Lynn Venable

Personal information
- Date of birth: March 10, 1962 (age 63)
- Place of birth: Dallas, Texas, United States
- Height: 6 ft 2 in (1.88 m)
- Position(s): Goalkeeper

Youth career
- 1980–1983: North Texas Mean Green

Senior career*
- Years: Team / Apps / (Gls)
- 1984: Dallas Mean Green
- 1990: Indiana Kick (indoor)
- 1990–1991: Dallas Sidekicks (indoor) / 5 / (0)
- 1992–1993: Dallas Rockets / 29 / (0)
- 1997: Arizona Sandsharks (indoor)

= Lynn Venable =

American soccer player

Lynn Venable is a retired American soccer goalkeeper who played professionally in the American Indoor Soccer Association, Major Indoor Soccer League, USISL and Continental Indoor Soccer League.

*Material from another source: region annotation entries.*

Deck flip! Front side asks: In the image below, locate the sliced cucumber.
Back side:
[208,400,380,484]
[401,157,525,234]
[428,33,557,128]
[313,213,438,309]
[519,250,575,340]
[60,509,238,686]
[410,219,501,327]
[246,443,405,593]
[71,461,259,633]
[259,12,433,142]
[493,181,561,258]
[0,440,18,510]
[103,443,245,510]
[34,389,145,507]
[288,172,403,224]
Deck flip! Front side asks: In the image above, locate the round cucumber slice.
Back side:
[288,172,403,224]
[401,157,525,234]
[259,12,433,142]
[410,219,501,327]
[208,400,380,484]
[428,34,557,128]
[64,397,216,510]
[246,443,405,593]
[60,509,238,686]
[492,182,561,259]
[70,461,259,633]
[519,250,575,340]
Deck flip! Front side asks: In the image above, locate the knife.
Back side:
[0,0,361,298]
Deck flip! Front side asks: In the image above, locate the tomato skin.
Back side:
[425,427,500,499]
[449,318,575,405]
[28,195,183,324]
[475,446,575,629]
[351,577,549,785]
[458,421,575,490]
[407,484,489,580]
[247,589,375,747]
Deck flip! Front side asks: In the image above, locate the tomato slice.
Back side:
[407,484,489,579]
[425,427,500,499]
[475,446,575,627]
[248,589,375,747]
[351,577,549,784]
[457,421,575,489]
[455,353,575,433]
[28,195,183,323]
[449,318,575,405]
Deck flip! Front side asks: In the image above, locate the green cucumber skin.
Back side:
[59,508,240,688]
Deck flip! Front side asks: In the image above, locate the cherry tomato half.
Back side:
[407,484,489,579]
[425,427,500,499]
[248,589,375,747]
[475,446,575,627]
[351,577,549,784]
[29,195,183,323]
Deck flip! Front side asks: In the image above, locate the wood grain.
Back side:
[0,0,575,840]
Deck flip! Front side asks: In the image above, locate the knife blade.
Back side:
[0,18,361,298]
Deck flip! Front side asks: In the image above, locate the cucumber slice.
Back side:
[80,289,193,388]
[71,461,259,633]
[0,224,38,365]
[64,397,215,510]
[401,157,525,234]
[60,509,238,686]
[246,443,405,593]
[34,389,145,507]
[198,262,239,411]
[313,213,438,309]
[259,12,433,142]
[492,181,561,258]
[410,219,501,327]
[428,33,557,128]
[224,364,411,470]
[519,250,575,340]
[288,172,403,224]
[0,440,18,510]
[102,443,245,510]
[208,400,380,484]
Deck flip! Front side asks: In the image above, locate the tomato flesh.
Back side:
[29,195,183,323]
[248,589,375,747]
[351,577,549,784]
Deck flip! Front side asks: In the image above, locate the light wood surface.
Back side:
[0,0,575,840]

Venable graduated from Lloyd V. Berkner High School in Richardson, Texas. He attended North Texas State where he played on the men's soccer team from 1980 to 1983. In 1984, he Venable played for the Dallas Mean Green as they won the National Amateur Cup. On January 5, 1990, he signed with the Indiana Kick of the American Indoor Soccer Association. In the fall of 1990, he signed with the Dallas Sidekicks of the Major Indoor Soccer League. The Sidekicks released him at the end of the season. In 1991, he joined the Dallas Rockets of the USISL where he played for two seasons. In 1997, he played for the Arizona Sandsharks of the Continental Indoor Soccer League.